We don’t migrate to new games just to move games.  We do so when we are basically ‘done’ with a game.   We don’t appear to be done with UO or WOW at the present time.  At some point we will be.  With that said, we play everything.  We have a block of members in every MMO out there.  We even have a “secret” name for guild entity that we create in those games just for members only to be a part of.   We only recruit new members for our core two games (since its real hard to get to know someone really well and build a friendship if you aren’t actively gaming with them) but we have members playing everything.

Ten Ton Hammer: In the ten-plus year timeline of Legend of the Syndicate, we've seen the total number of MMO gamers double many times.  Despite this growth, do you feel that the focus of the average online gamer has become more self-centered in this time, and has this impacted the time it takes to sift through and find recruits that fit The Syndicate's mold?

Sean: I don’t know that I would say the average game is more self-centered.  There are some really outstanding people playing MMOs.  I would say that there are a lot more self centered people today than a few years ago but that is because, like anything in life, the larger you get the more bad apples you turn up.  I think the average gamer is still basically a good person looking to have fun.  However, we all take notice of the jerks, kiddies and morons that mess things up for everyone.  You could have 500 players in a zone all having a great time and one moron starts spamming something ridiculous and human nature is to make the leap to “boy there are sure a lot of morons around these days.”  Perhaps so.. but I don’t think they make up a larger percentage of the population than before.
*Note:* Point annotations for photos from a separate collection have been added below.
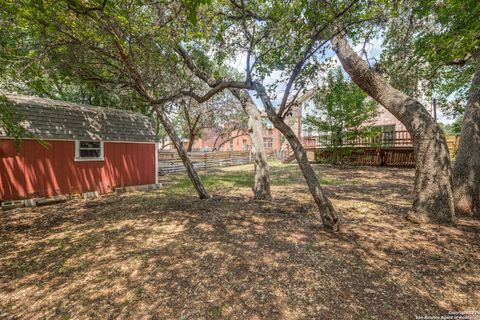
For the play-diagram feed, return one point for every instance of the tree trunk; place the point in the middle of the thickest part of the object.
(433, 199)
(327, 213)
(192, 173)
(191, 141)
(261, 189)
(466, 172)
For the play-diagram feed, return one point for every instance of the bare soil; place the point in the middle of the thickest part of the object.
(168, 255)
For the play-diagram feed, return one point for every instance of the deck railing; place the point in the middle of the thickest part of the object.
(390, 139)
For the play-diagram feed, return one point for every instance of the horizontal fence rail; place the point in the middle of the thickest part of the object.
(169, 161)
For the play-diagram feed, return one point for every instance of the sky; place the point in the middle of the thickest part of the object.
(374, 50)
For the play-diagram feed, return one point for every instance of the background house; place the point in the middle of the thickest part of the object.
(84, 148)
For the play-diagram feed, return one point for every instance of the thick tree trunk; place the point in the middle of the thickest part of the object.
(261, 189)
(433, 176)
(192, 173)
(327, 213)
(466, 172)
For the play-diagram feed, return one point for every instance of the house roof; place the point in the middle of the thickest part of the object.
(54, 119)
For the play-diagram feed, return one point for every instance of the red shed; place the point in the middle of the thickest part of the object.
(83, 149)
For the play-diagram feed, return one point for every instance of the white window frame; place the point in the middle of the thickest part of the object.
(77, 152)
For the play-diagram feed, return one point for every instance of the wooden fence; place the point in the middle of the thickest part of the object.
(452, 143)
(398, 156)
(387, 139)
(169, 161)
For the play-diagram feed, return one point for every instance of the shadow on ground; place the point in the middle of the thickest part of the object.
(167, 255)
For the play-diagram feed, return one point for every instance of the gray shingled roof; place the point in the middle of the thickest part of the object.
(53, 119)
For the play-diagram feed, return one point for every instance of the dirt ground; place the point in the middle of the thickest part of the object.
(168, 255)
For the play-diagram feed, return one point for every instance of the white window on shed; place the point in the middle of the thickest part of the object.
(88, 150)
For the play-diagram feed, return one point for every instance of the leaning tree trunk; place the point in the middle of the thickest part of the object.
(191, 141)
(433, 199)
(261, 188)
(466, 171)
(192, 173)
(327, 213)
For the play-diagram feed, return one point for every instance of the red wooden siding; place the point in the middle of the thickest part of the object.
(39, 171)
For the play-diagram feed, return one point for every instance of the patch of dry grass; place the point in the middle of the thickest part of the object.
(168, 255)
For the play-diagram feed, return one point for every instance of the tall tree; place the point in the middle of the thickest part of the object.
(205, 71)
(433, 175)
(342, 111)
(107, 44)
Rather, the population itself is larger and thus their numbers are correspondingly larger.

Ten Ton Hammer: Now that the book has been out since August, is there anything that you now wish you'd written about that you didn't cover in the original manuscript? Would you rule out a sequel or accompaniment to Legend of the Syndicate or related work at some point in the future?

Sean: Yes.  There is a huge amount I wish I could have covered.  We covered a great deal of the first 10 years of MMO history in the book but there is more that could be said and every day there is new stuff that I see that would make a great chapter.  I keep a log of chapter ideas that I add to all the time.   The reality is that the first 10 years of major MMO gaming were, in many ways, an awakening for players.  After years of gaming we are currently at a phase where our expectations are growing faster than the innovation in gaming is happening.  Or perhaps better said, players expectations are growing faster than the rate at which the people with the money are willing to trust their developers to take some risks. 
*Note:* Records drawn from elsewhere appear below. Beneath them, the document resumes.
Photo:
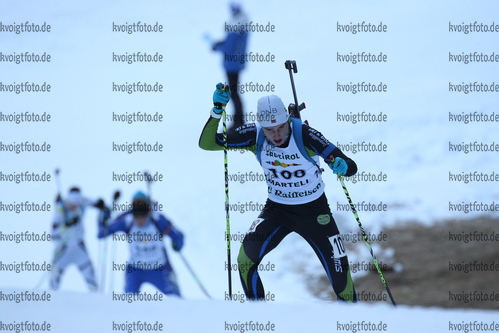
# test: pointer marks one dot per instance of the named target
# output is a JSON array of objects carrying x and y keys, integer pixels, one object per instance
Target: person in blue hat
[{"x": 145, "y": 228}]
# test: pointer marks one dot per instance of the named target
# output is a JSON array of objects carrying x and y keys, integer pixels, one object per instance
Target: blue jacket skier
[{"x": 148, "y": 261}]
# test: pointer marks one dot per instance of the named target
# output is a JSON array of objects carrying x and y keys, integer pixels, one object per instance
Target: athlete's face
[{"x": 277, "y": 134}]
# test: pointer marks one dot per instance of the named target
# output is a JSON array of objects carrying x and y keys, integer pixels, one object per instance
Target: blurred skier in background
[
  {"x": 233, "y": 49},
  {"x": 68, "y": 233},
  {"x": 145, "y": 228}
]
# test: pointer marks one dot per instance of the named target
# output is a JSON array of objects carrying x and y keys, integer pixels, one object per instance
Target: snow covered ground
[
  {"x": 417, "y": 133},
  {"x": 76, "y": 312}
]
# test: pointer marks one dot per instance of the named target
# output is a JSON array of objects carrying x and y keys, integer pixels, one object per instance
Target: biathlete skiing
[
  {"x": 144, "y": 228},
  {"x": 288, "y": 151}
]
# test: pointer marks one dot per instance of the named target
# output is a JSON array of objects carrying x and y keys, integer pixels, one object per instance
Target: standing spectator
[{"x": 233, "y": 49}]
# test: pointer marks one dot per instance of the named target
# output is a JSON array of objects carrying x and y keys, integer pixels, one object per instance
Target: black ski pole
[
  {"x": 226, "y": 169},
  {"x": 364, "y": 236},
  {"x": 194, "y": 275}
]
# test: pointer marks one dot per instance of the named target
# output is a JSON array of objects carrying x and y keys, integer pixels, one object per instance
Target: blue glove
[
  {"x": 339, "y": 166},
  {"x": 177, "y": 239},
  {"x": 221, "y": 97}
]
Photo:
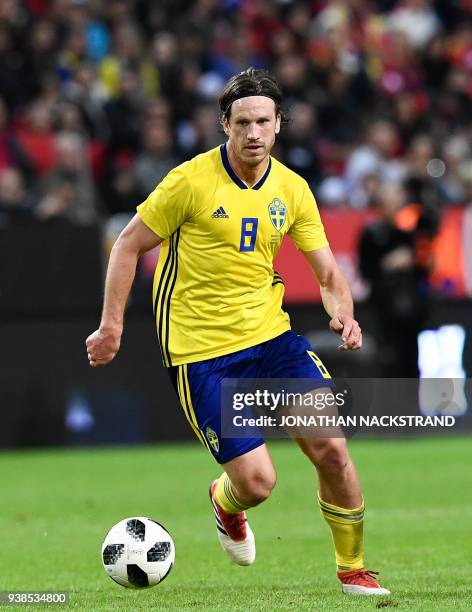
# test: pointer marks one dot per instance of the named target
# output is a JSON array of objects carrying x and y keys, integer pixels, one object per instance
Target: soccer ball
[{"x": 138, "y": 553}]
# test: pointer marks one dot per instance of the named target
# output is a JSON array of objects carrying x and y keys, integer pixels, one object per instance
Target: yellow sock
[
  {"x": 347, "y": 527},
  {"x": 225, "y": 497}
]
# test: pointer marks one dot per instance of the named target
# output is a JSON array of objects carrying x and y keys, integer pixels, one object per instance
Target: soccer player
[{"x": 221, "y": 218}]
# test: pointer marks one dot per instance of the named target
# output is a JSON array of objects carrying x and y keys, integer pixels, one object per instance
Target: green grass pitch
[{"x": 57, "y": 506}]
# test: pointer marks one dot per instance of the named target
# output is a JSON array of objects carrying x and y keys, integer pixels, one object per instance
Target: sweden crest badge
[{"x": 277, "y": 213}]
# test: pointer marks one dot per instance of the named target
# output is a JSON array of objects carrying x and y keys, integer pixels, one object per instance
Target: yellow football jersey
[{"x": 215, "y": 289}]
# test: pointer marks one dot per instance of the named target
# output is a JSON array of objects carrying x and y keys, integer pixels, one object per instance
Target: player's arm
[
  {"x": 134, "y": 240},
  {"x": 337, "y": 298}
]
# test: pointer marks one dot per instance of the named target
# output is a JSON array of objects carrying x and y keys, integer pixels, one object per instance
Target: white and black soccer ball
[{"x": 138, "y": 553}]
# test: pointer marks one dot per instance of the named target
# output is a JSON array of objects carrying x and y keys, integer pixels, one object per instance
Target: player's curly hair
[{"x": 251, "y": 82}]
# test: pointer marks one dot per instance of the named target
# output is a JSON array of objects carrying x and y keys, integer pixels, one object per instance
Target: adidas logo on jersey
[{"x": 220, "y": 213}]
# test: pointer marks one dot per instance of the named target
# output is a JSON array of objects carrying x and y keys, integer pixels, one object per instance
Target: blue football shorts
[{"x": 198, "y": 386}]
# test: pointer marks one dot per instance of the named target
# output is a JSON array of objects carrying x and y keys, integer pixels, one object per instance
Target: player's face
[{"x": 252, "y": 128}]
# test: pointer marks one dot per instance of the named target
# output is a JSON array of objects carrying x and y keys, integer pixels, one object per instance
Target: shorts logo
[
  {"x": 277, "y": 213},
  {"x": 212, "y": 439}
]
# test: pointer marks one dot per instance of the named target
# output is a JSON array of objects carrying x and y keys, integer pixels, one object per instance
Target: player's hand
[
  {"x": 102, "y": 346},
  {"x": 349, "y": 330}
]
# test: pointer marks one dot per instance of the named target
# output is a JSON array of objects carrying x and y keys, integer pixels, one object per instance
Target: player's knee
[
  {"x": 258, "y": 487},
  {"x": 329, "y": 455}
]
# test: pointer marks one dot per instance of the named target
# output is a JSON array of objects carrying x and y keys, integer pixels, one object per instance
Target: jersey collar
[{"x": 234, "y": 177}]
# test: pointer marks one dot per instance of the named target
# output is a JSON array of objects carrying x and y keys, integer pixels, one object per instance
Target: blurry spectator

I think the next couple of years will generate a huge amount of content for a future book.  Does the WoW model get copied a bazillion times until it implodes under the weight of too many clones doing the same thing?  Does a company take a risk and innovate in a creative direction that players flock to?  Do we see a number of half hearted attempts at innovation that implode due to lack of foresight, funding or both such that it makes investors leery of making more games?  Time will tell but gamers now have years of experience under their belts and years of expectations. As such the next couple of years are likely to see a number of historical failures and successes that will make a great next book.